Korea Selatan terkenal sebagai negara yang menjunjung tinggi pertumbuhan masyarakat-nya diberbagai bidang seperti sosial, ekonomi, politik, hingga budaya. Hal ini menjadikan mereka sebagai salah satu negara maju dengan tingkat GDP tertinggi ke-empat diwilayah Asia. Tetapi, permasalahan terkait kesetaraan gender tidak sebanding dengan keunggulan mereka, dimana marak terjadinya kegiatan atau aksi yang merugikan kaum perempuan. Perempuan di Korea Selatan kerap memiliki batasan dalam berekspresi atau tidak bebas dalam membuat keputusan, sehingga mengalami diskriminasi hingga kekerasan.
Sebelum kita membahas lebih dalam, kita perlu tahu mengenai apa itu feminisme? Feminisme adalah pendekatan interdisipliner terhadap isu-isu kesetaraan berdasarkan seksualititas, identitas, hingga ekspresi gender sebagaimana dipahami melalui teori sosial dan politik. Topik mengenai feminisme ini sudah ada sejak akhir abad ke-18, namun berkembang menjadi fokus studi sosial dan politik sejak akhir 1990-an. Keberadaan pihak yang menentang feminisme disebut Anti-Feminisme, dimotivasikan oleh kepercayaan bahwa pada dasarnya kodrat kaum perempuan/wanita berada dibawah laki-laki/pria. Anti-feminisme juga merasa bahwa tindakan feminisme membuat tertindas atau tersainginya kaum pria di berbagai aspek.
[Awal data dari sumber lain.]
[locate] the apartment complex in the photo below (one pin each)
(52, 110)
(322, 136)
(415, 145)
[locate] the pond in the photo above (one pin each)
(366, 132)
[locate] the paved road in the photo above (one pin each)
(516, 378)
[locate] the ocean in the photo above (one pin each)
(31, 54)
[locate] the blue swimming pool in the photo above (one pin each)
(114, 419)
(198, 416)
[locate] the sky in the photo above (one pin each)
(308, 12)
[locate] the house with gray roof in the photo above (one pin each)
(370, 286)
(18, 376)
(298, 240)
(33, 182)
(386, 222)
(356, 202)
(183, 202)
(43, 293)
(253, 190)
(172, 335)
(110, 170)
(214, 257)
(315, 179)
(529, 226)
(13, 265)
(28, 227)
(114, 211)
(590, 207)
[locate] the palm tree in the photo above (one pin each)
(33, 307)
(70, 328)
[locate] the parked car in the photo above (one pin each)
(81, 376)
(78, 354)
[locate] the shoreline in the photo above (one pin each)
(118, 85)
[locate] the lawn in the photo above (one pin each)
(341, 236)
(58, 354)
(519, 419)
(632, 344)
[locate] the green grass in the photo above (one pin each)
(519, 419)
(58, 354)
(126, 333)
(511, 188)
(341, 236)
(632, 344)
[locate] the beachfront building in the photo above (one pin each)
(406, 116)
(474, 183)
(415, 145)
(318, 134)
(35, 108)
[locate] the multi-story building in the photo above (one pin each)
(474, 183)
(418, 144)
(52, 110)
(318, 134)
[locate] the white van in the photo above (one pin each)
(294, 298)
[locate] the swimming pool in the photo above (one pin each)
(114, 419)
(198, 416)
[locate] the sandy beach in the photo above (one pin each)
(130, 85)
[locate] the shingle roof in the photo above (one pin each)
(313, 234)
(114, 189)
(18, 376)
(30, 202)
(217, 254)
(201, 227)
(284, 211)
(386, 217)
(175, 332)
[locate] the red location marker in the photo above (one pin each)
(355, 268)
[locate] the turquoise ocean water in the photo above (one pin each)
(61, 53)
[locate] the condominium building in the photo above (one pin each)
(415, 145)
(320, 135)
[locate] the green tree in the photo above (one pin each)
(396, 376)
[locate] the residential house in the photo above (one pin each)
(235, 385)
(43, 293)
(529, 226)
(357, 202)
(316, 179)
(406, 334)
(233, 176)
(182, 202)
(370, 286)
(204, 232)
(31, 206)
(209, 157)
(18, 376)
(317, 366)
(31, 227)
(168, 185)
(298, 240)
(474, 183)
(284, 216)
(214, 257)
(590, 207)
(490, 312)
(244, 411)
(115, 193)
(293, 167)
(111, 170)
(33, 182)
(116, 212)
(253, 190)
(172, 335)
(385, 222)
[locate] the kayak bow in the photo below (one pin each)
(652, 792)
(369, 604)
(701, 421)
- Kemunculan Anti-Feminisme di Era Modern Korea Selatan
Berkembangnya pria muda yang menentang kaum feminisme muncul dari pemahaman meritokrasi dan misogini yang sejak dahulu tertanam di budaya Korea Selatan. Pemahaman ini berpandangan bahwa wanita layak di “nomor dua” kan dan tidak layak di posisi yang didominasi oleh pria, serta pandangan misogini menjadi wujud atau bentuk kebencian terhadap eksistensi wanita. Sektor lapangan kerja menjadi salah satu pemicu meningkatnya tingkat anti-feminisme, dimana pria berumur dibawah 30 tahun banyak mengalami pengangguran karena kriteria lapangan kerja semakin luas hingga perempuan dapat bekerja di sector yang didominasi oleh laki-laki, begitu juga sebaliknya.
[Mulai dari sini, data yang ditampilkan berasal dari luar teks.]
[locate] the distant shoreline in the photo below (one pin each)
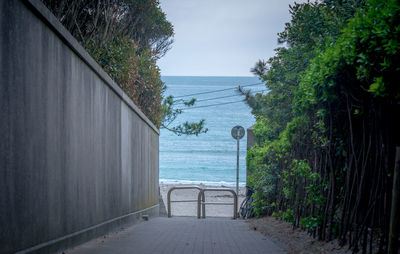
(195, 182)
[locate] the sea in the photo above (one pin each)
(209, 158)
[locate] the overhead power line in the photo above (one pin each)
(180, 101)
(211, 105)
(214, 91)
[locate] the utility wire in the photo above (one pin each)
(214, 91)
(211, 105)
(180, 101)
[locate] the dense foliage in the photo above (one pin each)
(325, 148)
(127, 37)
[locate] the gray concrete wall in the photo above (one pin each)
(77, 158)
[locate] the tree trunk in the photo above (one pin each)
(394, 217)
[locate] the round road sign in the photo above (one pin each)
(237, 132)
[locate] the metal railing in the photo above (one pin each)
(201, 201)
(177, 201)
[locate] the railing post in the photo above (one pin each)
(169, 201)
(235, 204)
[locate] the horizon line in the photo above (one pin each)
(206, 76)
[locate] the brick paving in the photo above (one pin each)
(183, 235)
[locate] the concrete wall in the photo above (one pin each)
(77, 158)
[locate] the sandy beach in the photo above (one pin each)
(190, 209)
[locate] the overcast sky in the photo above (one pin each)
(221, 37)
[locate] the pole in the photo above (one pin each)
(237, 167)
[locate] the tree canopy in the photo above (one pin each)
(324, 156)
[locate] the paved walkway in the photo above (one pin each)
(183, 235)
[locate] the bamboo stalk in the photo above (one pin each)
(395, 211)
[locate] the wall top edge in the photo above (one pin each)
(41, 11)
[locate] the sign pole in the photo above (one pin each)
(237, 167)
(237, 133)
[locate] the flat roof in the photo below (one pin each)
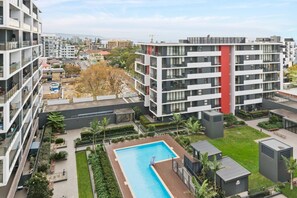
(288, 115)
(205, 147)
(275, 144)
(83, 105)
(231, 170)
(213, 113)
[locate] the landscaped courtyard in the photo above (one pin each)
(239, 144)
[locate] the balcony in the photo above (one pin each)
(14, 66)
(6, 96)
(9, 45)
(27, 27)
(14, 22)
(5, 143)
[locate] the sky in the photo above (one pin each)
(169, 20)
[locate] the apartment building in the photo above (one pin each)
(203, 73)
(20, 92)
(56, 47)
(289, 51)
(118, 43)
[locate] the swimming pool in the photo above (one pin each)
(141, 177)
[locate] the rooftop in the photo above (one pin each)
(231, 170)
(275, 144)
(205, 147)
(81, 105)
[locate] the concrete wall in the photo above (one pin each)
(75, 119)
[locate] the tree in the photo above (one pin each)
(72, 70)
(203, 159)
(214, 166)
(123, 57)
(193, 126)
(177, 120)
(104, 123)
(203, 190)
(38, 186)
(56, 121)
(291, 165)
(95, 128)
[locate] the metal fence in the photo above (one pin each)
(184, 175)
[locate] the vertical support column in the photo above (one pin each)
(225, 79)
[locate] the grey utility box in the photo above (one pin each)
(271, 163)
(213, 122)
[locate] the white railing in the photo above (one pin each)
(26, 9)
(26, 26)
(14, 22)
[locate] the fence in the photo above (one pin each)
(184, 175)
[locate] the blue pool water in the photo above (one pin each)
(135, 162)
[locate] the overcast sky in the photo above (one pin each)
(170, 20)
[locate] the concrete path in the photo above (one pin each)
(290, 138)
(68, 188)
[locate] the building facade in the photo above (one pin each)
(203, 73)
(20, 92)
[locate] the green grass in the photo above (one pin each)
(83, 176)
(239, 144)
(289, 193)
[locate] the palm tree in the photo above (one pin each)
(95, 128)
(215, 165)
(193, 127)
(205, 164)
(291, 165)
(177, 120)
(104, 123)
(203, 190)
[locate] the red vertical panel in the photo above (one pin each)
(225, 79)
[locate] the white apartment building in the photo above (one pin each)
(289, 51)
(20, 91)
(204, 73)
(56, 47)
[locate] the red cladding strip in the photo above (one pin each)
(225, 79)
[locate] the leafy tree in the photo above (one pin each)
(95, 128)
(56, 121)
(72, 70)
(203, 190)
(291, 165)
(39, 186)
(215, 165)
(177, 120)
(104, 123)
(203, 159)
(123, 57)
(193, 126)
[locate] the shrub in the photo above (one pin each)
(59, 141)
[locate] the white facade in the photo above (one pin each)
(20, 92)
(193, 75)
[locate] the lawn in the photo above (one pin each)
(239, 144)
(289, 193)
(84, 181)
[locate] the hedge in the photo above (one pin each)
(105, 182)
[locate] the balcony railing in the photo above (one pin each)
(9, 45)
(4, 144)
(14, 22)
(14, 66)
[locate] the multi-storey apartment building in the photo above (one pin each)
(203, 73)
(56, 47)
(289, 51)
(20, 92)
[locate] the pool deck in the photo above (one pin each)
(164, 169)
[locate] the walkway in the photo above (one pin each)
(67, 188)
(290, 138)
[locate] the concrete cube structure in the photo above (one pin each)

Keberadaan komunitas feminisme diisu-kan semakin terancam mengetahui Pilpres Korea Selatan Maret 2022 lalu, dimenangkan oleh Yoon Suk-Yeol seorang politisi yang terkenal dengan gerakan anti-feminisme-nya. Banyak masyarakat mengatakan bahwa Yoon memenangkan pemilihan dengan cara menarik perhatian laki-laki yang cemas akan kehilangan “tempat” kepada perempuan. Salah satu kampanye Yoon yaitu menyerukan bahwa Kementrian Kesetaraan Gender dan Keluarga Korea Selatan (MOGEF) dihapuskan. Dia menyalahkan rendahnya angka kelahiran di negara disebabkan karena feminisme yang mencegah hubungan antara pria dan wanita.
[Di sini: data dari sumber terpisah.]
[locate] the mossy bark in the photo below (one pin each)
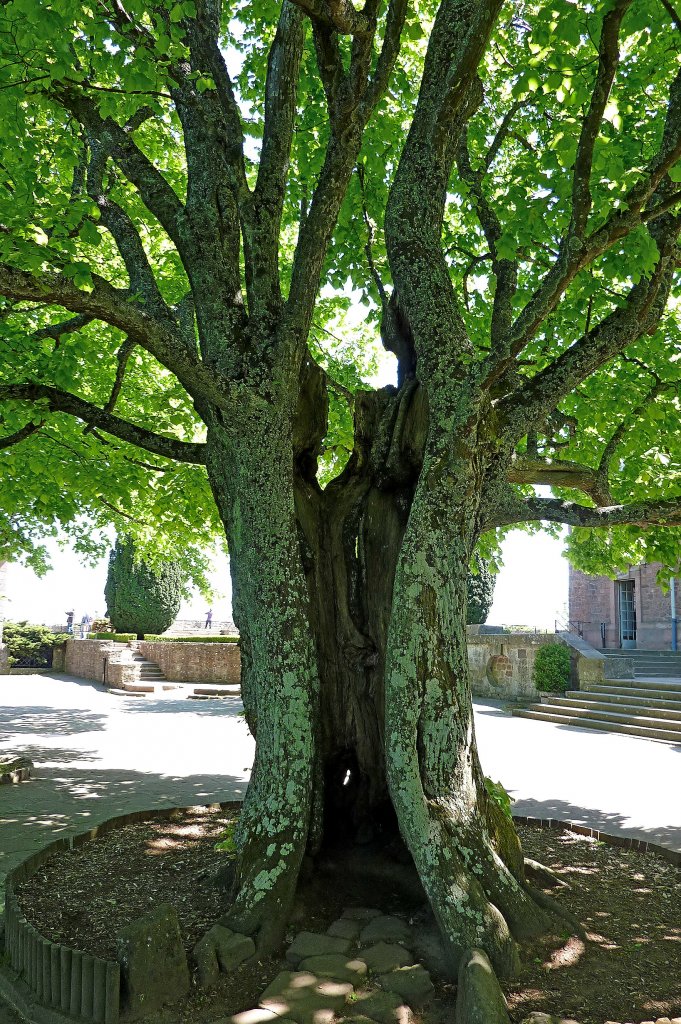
(351, 605)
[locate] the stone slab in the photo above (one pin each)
(345, 929)
(314, 944)
(479, 998)
(336, 966)
(385, 956)
(383, 1007)
(412, 983)
(385, 929)
(153, 962)
(305, 998)
(360, 913)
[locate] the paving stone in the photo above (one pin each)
(382, 1007)
(257, 1016)
(219, 949)
(314, 944)
(337, 966)
(153, 962)
(385, 956)
(385, 929)
(413, 983)
(305, 998)
(345, 929)
(360, 913)
(479, 998)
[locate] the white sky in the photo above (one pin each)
(531, 589)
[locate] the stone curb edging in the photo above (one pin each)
(625, 842)
(61, 980)
(52, 980)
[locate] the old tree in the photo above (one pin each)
(192, 196)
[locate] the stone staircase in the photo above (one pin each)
(648, 705)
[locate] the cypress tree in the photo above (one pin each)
(480, 592)
(140, 598)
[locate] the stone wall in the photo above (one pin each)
(195, 663)
(501, 665)
(594, 600)
(96, 659)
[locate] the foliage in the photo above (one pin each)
(198, 639)
(115, 637)
(500, 796)
(30, 646)
(139, 597)
(552, 669)
(481, 583)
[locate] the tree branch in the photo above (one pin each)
(20, 435)
(114, 306)
(157, 195)
(505, 270)
(62, 401)
(644, 513)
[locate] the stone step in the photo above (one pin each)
(601, 723)
(640, 688)
(644, 709)
(217, 691)
(669, 701)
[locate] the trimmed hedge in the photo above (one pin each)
(551, 673)
(115, 637)
(200, 639)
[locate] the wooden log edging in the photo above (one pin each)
(625, 842)
(70, 982)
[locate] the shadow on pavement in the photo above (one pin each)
(607, 821)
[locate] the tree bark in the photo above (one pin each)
(250, 467)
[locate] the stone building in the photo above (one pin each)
(631, 611)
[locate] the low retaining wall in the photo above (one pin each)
(83, 986)
(501, 666)
(97, 659)
(195, 663)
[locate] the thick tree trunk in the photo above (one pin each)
(250, 467)
(367, 581)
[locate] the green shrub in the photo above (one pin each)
(116, 637)
(140, 598)
(30, 646)
(198, 639)
(551, 673)
(480, 592)
(500, 797)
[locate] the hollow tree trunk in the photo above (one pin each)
(251, 474)
(367, 581)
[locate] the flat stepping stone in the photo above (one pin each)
(413, 983)
(359, 913)
(303, 997)
(336, 966)
(220, 949)
(345, 929)
(257, 1016)
(314, 944)
(383, 1007)
(385, 956)
(385, 929)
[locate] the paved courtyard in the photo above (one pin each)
(97, 755)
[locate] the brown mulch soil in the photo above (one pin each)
(628, 970)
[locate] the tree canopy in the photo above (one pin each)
(551, 237)
(208, 212)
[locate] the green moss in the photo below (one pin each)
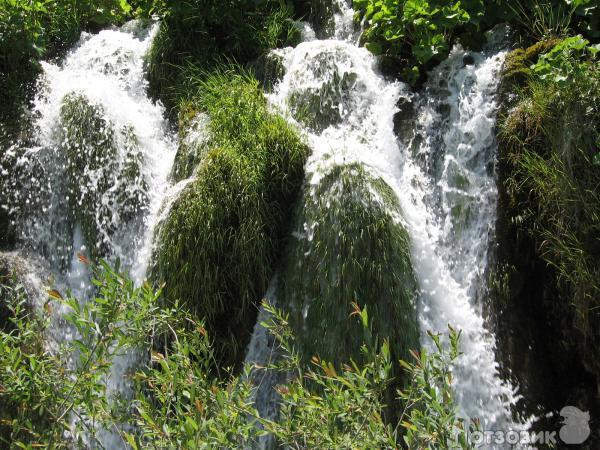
(548, 142)
(350, 247)
(222, 239)
(106, 186)
(517, 65)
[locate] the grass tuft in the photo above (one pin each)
(350, 248)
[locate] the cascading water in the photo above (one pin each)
(93, 174)
(438, 157)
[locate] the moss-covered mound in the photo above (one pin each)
(350, 247)
(221, 241)
(547, 276)
(241, 30)
(517, 65)
(106, 186)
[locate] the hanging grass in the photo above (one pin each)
(224, 235)
(350, 247)
(241, 31)
(550, 201)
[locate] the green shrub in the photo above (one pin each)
(420, 33)
(350, 248)
(223, 237)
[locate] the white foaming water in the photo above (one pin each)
(443, 178)
(107, 70)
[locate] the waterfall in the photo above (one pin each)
(436, 150)
(93, 173)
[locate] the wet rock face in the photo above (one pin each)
(269, 69)
(194, 142)
(543, 342)
(14, 286)
(106, 188)
(404, 119)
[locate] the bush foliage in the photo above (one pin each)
(420, 33)
(348, 244)
(550, 150)
(177, 402)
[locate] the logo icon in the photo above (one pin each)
(576, 428)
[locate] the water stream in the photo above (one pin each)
(436, 150)
(92, 177)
- Feminist Konstruktivisme
Mungkin kalian bertanya-tanya, bagaimana teori feminis konstruktivisme dapat berkaitan dengan eksistensi feminisme di Korea Selatan? Dengan adanya pemimpin negara baru yang bertentangan dengan ajaran komunitas, keberadaan komunitas feminisme telah mengubah tatanan atau kebijakan negara melalui identitas. Kebijakan yang direncanakan oleh Yoon Suk-Yeol yang sudah disampaikan diatas menjadi bentuk keyakinan bahwa gender adalah sistem praktik sosial yang mengelompokan laki-laki dan perempuan berbeda secara sosial. Korea Selatan sebagai tempat yang sangat didominasi laki-laki telah lama memiliki catatatan buruk tentang hak perempuan. Keberadaan feminis di Korea Selatan ini mengungkapkan kondisi politik dalam setiap aspek, sebagai contoh yaitu kampanye Yoon Suk-Yeol terkait kebijakannya yang berusaha menarik perhatian laki-laki khusunya berumur dibawah 30-an.
Kritik utama dalam kehadiran feminis di aspek penting Korea Selatan seperti ekonomi, politik, sosial-budaya belum mendapat banyak perhatian media, karena lebih banyak perhatian yang diberikan terhadap argumen dibelakang feminisme, dalam kasus ini adalah pengangguran. Padahal, komunitas teresbut hanya menginginkan pembentukan norma domestik yang memberi perhatian terhadap eksistensi perempuan. Hal terebut membuktikan teori konstruktivisme, bahwa pada dasarnya dunia sosial bukanlah sesuatu yang diberikan, namun diperjuangkan guna mencapai identitas dan kepentingan aktor tersebut.
- Upaya Komunitas Feminis Korea Selatan Mempertahakan Eksistensi
Para feminis Korea Selatan telah memperjuangkan eksistensi mereka dalam mendukung dan membela hak-hak perempuan agar memiliki kesetaraan dalam berekspresi dengan laki-laki. Permasalahan seperti ketimpangan pendapatan, keterbatasan lapangan kerja, dan-lain-lain telah menjadi perhatian utama sejak awal tahun 2000-an. Keberadaan Kementrian Kesetaraan Gnder dan Keluarga (MOGEF) telah banyak membantu dalam memperkecil kesenjangan antar gender. Dalam pemerintahan Moon Jae-In sebelumnya, ia telah berhasil dalam memberi anggaran dan kepercayaan kepada kementrian tersebut guna memajukan undang-undang kesetaraan gender dan undang-undang tentang kekerasan terhadap perempuan.
Eksistensi para feminis dianggap sulit dipertahankan saat Yook Suk-Yeol memenangkan pilihan presiden 2022. Padahal, mereka menginginkan adanya representasi perempuan dalam pemilihan presiden kemarin. Keberadaan perempuan di Korea Selatan dibantu melalui organiasasi Korean Women Association (KWAU) dalam memperjuangkan kesetaraan gender. Upaya yang dilakukan organisasi tersebut mencakup keterlibatan lansung di pemerintahan, melakukan lobby politik, terlibat dalam perncangan undang-undang, hingga mengajukan dan mengawasi kebijakan. KWAU banyak melakukanpendekatan dengan masyarakat melalui penyedian ruang publik dalam menyuarakan aspirasi, menyelenggarakan event yang melibatkan aktivis perempuan.